In the morning, our leader stood in his military costume, with the hatta around his shoulders, before a number of journalists who had responded to our invitation. He told them, confident and hopeful, “We shall be victorious. God willing, we will win. The forces of the holy struggle, al-jihad al-muqaddas, are in total control of the Jerusalem region, as well as the Jewish transportation lines in Jericho and Bethlehem. The fate of the one hundred thousand Jews is not better than that of the fate of the thousands of Jews in Tel Aviv, because the struggle is a single entity that cannot be divided.”

Rabie whispered in my ear, as if answering a question that had been troubling him since yesterday evening, “This is how fighting is managed, in unison. It should not be fragmented. It also means that the revolution cannot be divided. This is what the respectable pashas fear. Isn’t that the case?”

I hushed him because I wanted to hear what our leader was saying.

“As a military leader in charge of defending the security of the Arabs in Jerusalem, I am not interested in the discussions and the negotiations taking place in London. As long as the partition plan is still standing, the fighting will continue. We will not allow the establishment of a racist state that excludes us as Muslims and Christians. Our nation is open for all religions and sects and beliefs. Our nation will be a modern nation.”

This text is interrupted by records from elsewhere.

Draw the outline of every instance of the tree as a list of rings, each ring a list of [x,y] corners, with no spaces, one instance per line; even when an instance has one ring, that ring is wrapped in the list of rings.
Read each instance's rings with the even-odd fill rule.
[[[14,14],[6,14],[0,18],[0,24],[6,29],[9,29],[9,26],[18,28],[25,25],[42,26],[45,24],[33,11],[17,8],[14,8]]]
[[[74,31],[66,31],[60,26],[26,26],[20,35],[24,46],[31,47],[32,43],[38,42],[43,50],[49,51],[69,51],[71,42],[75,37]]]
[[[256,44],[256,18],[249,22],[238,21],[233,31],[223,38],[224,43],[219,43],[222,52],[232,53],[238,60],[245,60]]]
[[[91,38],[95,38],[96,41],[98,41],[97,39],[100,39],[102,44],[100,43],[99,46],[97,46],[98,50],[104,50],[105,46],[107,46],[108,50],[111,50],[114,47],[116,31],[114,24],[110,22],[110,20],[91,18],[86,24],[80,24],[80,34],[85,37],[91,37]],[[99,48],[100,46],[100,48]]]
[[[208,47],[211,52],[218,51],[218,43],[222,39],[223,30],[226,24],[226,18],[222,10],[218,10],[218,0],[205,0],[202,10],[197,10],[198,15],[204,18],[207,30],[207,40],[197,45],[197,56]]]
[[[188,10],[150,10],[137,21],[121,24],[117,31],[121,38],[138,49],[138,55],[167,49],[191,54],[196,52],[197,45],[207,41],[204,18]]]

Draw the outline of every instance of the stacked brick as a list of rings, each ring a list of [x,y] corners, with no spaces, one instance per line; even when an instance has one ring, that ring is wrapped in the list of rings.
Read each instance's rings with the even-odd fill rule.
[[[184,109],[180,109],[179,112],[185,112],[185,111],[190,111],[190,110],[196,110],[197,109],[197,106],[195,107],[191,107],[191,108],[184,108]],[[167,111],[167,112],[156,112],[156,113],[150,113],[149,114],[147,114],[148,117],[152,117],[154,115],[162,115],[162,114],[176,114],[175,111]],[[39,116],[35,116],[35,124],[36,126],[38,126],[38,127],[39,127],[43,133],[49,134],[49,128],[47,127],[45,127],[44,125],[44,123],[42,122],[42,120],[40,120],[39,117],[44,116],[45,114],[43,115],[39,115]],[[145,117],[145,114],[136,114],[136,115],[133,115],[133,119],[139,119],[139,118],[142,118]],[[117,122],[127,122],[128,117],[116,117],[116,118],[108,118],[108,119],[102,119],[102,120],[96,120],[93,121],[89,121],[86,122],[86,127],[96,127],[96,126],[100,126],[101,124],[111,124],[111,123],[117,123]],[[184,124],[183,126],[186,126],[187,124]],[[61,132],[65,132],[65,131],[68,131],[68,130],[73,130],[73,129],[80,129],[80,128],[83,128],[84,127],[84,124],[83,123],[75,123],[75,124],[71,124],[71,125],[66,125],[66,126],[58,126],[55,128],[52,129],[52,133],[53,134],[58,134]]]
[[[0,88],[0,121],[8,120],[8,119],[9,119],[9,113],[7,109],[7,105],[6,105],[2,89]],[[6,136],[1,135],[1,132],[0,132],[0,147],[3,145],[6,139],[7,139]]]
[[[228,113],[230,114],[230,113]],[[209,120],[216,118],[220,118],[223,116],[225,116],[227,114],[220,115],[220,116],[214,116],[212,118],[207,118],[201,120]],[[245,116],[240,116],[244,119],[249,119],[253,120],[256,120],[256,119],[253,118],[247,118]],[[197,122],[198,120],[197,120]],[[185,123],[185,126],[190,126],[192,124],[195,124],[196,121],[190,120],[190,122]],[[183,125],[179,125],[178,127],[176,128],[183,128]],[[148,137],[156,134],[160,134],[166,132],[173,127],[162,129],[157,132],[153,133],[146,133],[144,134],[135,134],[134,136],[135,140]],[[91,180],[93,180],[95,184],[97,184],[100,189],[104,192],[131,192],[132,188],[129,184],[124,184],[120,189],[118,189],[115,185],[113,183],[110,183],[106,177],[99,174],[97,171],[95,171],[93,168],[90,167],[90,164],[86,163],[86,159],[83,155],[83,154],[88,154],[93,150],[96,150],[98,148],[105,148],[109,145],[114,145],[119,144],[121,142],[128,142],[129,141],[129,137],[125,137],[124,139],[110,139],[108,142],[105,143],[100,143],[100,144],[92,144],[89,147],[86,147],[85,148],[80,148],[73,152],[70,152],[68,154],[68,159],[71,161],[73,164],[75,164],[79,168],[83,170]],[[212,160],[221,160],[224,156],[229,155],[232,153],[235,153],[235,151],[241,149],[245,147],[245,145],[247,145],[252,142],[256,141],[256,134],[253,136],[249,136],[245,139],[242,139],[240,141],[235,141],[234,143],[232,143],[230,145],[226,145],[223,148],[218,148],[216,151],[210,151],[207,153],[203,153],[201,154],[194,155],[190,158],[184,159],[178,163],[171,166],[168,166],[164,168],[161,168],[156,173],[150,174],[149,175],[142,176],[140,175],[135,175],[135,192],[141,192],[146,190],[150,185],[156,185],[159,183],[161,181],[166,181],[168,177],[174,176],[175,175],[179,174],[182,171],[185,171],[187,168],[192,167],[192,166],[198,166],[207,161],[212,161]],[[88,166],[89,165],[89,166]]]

Rabie pinched my arm and said in a quavering voice, “This is the reason, because our nation will be a modern nation and they are against modernization and modernity. Isn’t that so?”

I said to him, once more, “Stop talking and listen.” But the leader had ended the press conference and said, speaking quickly, “I apologize, my friends, I gathered you here to tell you that we need concrete support, more than words. The end of the plot is near, and if Jerusalem is lost, all Palestine will be lost, and if Palestine is lost, the whole Arab nation will be lost. I hold you witnesses to that. I bear witness before God that I warned you.”

I looked around and saw the journalists, some staring and others with their heads bent, writing or pretending to write. The leader had triggered their sense of pride as well as their concern. Most of the journalists present were young and highly educated, with nationalist inclinations. Some knew the reality of the situation and others did not; those who were well informed were listening intently to the young leader in his military costume and understood his words, being well aware of the divisions, the rifts, and the old-fashioned thinking in Palestinian society. Those who did not know the reality of the situation were overcome with emotion and optimism; they approached him, shook his hand, and hugged him, saying, “You are our hope, you are the revolution, the liberation, and freedom.” They meant that the revolution, as he had presented it to them and the way they understood it, was a whole that could not be divided; it began with the land and went beyond the surface to the inner soul of the homeland, its social structure and its traditionsmeaning the family and the tribes, religious tolerance and liberation. This is what I later understood to be the reason for the leader’s failure and ours. I will describe the issue in what I write next, so that the experience becomes a historical document for what we endured in the Damascus encounter, and what we will endure in the future, in Jordan, Lebanon, and Syria, and what Saudi Arabia has kept secret.